Die Staatsanwaltschaft Münster hat Ermittlungen gegen einen Mann eingestellt, der in der Sektensiedlung Colonia Dignidad an Verbrechen beteiligt gewesen sein soll.


Gegen einen 72-jährigen Deutschen, der ehemaliger Bewohner der berüchtigten Sektensiedlung Colonia Dignidad in Chile ist, wird nicht mehr wegen Beihilfe zum Mord ermittelt. Die Ermittlungen seien eingestellt worden, teilte die Staatsanwaltschaft Münster mit.

Dem in Gronau in Nordrhein-Westfalen lebenden Mann war vorgeworfen worden, 1976 an der Ermordung mindestens eines chilenischen Oppositionellen während der Herrschaft von Diktator Augusto Pinochet mitgewirkt zu haben.

Der Betroffene hatte dies als Verleumdung und Rufmord zurückgewiesen. Er sei selbst Opfer des berüchtigten Sektenführers Paul Schäfer geworden und habe seiner Führungsriege nicht angehört. Zwar habe er auf Befehl Schäfers einen Gefangenen in einem Keller bewacht und versorgt. Von Erschießungen habe er aber nichts mitbekommen.

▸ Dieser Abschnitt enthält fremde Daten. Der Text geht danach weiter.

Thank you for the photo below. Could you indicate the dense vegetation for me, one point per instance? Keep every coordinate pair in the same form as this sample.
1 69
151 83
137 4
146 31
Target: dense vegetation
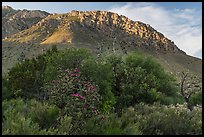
74 92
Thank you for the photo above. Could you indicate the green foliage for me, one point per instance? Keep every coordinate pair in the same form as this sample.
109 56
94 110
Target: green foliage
169 120
113 125
43 114
83 94
70 58
16 124
73 93
196 99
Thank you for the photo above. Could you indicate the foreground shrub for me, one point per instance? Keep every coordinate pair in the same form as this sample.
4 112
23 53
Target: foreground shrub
31 111
169 120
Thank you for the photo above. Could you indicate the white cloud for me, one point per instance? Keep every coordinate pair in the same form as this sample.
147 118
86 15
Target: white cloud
183 26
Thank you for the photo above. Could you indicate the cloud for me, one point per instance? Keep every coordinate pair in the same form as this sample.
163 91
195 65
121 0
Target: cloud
183 26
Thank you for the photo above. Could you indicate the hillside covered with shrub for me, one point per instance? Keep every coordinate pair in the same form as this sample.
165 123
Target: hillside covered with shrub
74 92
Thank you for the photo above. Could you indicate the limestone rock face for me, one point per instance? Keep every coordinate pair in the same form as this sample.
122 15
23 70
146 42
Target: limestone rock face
110 23
14 21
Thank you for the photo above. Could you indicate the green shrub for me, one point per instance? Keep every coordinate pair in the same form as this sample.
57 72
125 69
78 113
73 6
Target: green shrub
196 99
43 114
40 113
73 93
16 124
169 120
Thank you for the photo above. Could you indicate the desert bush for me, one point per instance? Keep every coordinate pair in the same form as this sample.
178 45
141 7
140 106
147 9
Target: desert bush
40 113
16 124
169 120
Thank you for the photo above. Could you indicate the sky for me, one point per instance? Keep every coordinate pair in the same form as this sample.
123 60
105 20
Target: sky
180 22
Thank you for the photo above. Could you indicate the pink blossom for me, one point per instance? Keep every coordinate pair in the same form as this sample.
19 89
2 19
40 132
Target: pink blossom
76 69
81 97
86 84
73 74
75 95
92 88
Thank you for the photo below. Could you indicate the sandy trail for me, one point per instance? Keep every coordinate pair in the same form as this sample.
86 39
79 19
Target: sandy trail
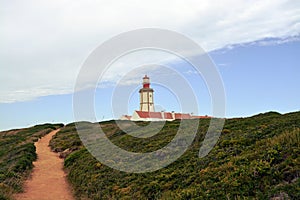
48 180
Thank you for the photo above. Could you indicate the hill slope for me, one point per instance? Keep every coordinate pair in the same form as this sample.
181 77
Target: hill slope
256 157
17 152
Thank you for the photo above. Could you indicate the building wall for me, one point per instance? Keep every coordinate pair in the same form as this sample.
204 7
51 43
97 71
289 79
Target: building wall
146 101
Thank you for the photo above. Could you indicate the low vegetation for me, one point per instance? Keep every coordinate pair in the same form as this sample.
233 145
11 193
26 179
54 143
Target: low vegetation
17 152
255 158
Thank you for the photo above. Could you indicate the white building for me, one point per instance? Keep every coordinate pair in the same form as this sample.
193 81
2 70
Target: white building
147 112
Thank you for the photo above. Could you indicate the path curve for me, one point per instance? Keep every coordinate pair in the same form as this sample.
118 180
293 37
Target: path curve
48 180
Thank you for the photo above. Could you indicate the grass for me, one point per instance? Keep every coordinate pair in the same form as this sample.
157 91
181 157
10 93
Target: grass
255 158
17 152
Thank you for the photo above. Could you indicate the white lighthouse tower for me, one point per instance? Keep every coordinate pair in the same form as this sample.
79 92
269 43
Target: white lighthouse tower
146 96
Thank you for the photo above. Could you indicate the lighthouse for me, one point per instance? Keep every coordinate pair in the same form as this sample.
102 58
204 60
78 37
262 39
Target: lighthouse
146 96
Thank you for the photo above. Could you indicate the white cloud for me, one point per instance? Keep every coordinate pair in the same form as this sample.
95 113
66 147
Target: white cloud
44 43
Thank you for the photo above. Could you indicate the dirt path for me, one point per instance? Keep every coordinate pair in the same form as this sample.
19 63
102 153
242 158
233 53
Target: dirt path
48 179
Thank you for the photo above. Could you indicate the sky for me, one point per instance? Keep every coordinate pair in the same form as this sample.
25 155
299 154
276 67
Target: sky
253 44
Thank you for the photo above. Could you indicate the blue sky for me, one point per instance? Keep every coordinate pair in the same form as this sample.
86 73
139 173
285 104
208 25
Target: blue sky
255 51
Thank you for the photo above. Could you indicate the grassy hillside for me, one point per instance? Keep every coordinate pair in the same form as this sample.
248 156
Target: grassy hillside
17 152
255 157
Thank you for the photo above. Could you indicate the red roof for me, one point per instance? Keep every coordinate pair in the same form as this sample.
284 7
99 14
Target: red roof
182 116
201 117
168 115
143 114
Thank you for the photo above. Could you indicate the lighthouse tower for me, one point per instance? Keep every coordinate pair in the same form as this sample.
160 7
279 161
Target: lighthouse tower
146 96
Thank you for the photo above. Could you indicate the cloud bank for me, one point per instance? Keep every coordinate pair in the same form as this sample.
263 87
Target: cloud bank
44 43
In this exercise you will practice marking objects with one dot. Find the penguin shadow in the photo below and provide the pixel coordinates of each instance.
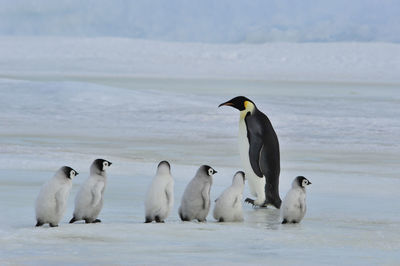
(269, 218)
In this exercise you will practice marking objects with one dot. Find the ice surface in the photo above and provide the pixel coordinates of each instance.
(122, 58)
(343, 136)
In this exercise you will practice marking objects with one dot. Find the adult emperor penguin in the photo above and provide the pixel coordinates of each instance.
(294, 204)
(52, 200)
(228, 206)
(160, 196)
(195, 202)
(259, 152)
(89, 200)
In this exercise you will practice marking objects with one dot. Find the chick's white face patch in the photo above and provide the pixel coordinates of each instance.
(72, 174)
(210, 171)
(105, 165)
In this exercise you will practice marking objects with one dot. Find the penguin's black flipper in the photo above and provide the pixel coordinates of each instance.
(264, 154)
(254, 135)
(39, 223)
(249, 201)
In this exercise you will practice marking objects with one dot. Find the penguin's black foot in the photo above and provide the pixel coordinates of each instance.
(249, 201)
(39, 223)
(158, 220)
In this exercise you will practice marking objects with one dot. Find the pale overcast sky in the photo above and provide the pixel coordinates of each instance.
(215, 21)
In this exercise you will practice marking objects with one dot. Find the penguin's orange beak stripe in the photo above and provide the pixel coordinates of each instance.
(226, 104)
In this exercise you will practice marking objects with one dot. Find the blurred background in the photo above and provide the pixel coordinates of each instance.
(223, 21)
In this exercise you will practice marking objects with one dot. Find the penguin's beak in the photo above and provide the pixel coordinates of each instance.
(228, 103)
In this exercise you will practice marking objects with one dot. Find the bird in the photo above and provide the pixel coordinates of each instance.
(259, 153)
(195, 203)
(89, 200)
(294, 204)
(53, 196)
(228, 206)
(160, 195)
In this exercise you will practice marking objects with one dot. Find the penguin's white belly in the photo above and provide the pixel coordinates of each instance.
(256, 184)
(51, 202)
(294, 206)
(229, 206)
(156, 203)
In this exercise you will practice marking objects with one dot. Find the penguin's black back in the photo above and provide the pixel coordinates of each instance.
(264, 153)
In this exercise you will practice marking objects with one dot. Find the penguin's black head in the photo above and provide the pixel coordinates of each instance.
(302, 181)
(69, 172)
(240, 102)
(208, 170)
(164, 168)
(241, 175)
(101, 164)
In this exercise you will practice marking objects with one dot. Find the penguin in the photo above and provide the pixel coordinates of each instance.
(89, 200)
(259, 153)
(294, 204)
(228, 206)
(195, 203)
(160, 195)
(52, 200)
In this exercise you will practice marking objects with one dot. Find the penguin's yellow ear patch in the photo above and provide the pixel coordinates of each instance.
(248, 105)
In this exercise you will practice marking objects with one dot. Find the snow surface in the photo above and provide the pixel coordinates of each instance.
(123, 58)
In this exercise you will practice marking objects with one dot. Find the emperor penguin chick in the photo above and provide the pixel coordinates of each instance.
(160, 196)
(52, 200)
(228, 206)
(294, 204)
(195, 203)
(89, 200)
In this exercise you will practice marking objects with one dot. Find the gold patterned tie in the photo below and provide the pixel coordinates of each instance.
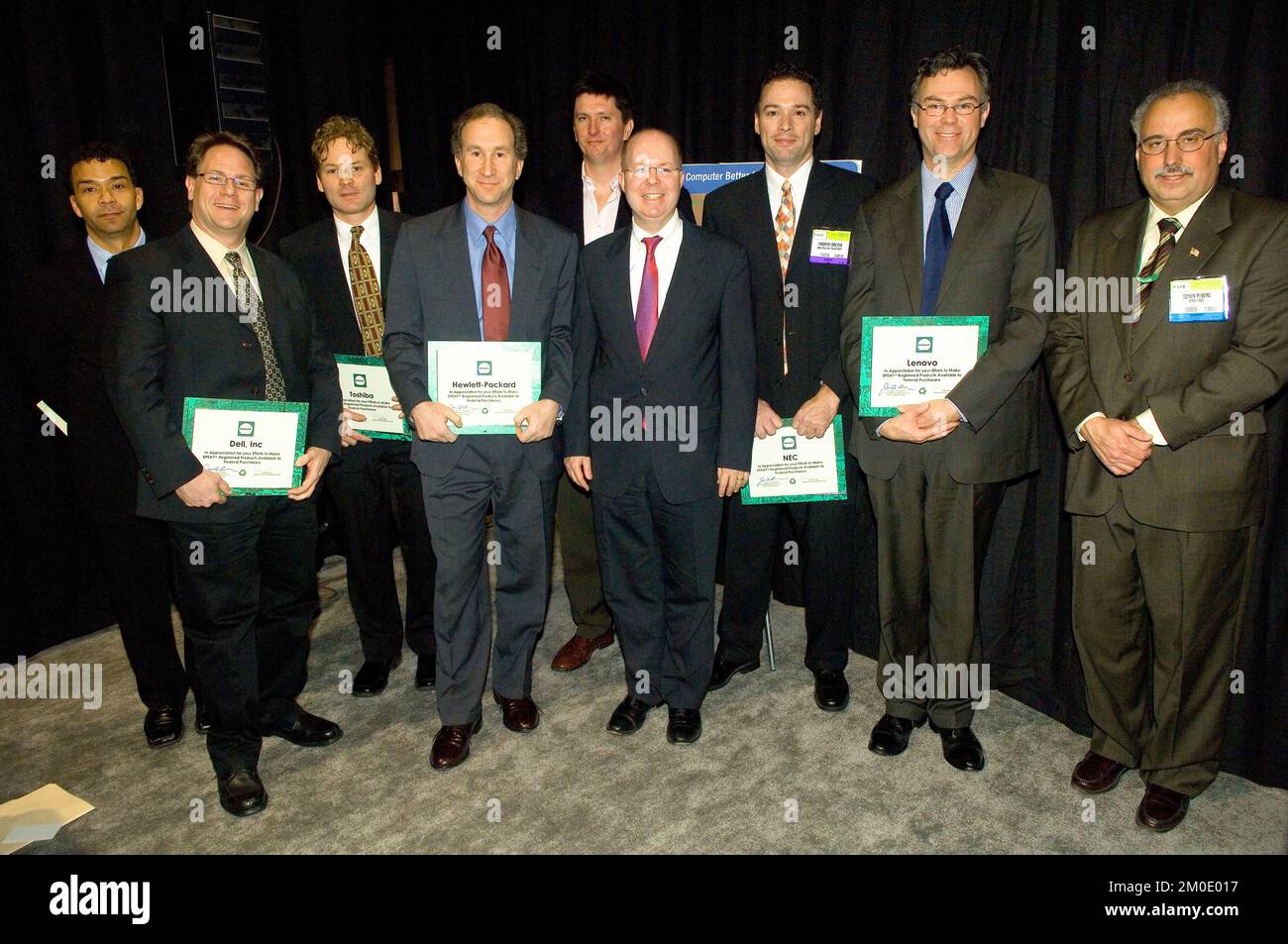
(253, 307)
(366, 296)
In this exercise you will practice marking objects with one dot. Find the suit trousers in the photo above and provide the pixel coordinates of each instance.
(658, 563)
(580, 558)
(827, 545)
(523, 518)
(380, 507)
(931, 539)
(1157, 621)
(248, 592)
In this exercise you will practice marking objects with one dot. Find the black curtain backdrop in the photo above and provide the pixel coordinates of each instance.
(1067, 77)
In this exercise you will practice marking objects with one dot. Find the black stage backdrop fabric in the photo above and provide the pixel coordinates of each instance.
(1065, 78)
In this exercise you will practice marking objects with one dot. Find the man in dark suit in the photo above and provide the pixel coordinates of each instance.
(799, 380)
(484, 270)
(1167, 391)
(67, 296)
(590, 205)
(660, 429)
(375, 491)
(245, 567)
(953, 237)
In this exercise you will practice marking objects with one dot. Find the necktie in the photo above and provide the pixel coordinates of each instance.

Die Staatsanwaltschaft in Münster hatte dem 72-Jährigen nichts Gegenteiliges beweisen können. Abgesehen von der Beihilfe zum Mord wären alle anderen denkbaren Straftaten seit 1976 ohnehin verjährt. Es sei nicht mehr zu klären gewesen, wann und wo die Oppositionellen ermordet wurden, teilte die Staatsanwaltschaft mit.

Die von deutschen Auswanderern gegründete Siedlung Colonia Dignidad liegt rund 350 Kilometer südlich von Santiago de Chile. Eine deutsche Sekte war Anfang der 1960er Jahre aus Siegburg bei Bonn dorthin ausgewandert. Gründer Paul Schäfer war in Chile zu 20 Jahren Haft verurteilt worden und 2010 gestorben.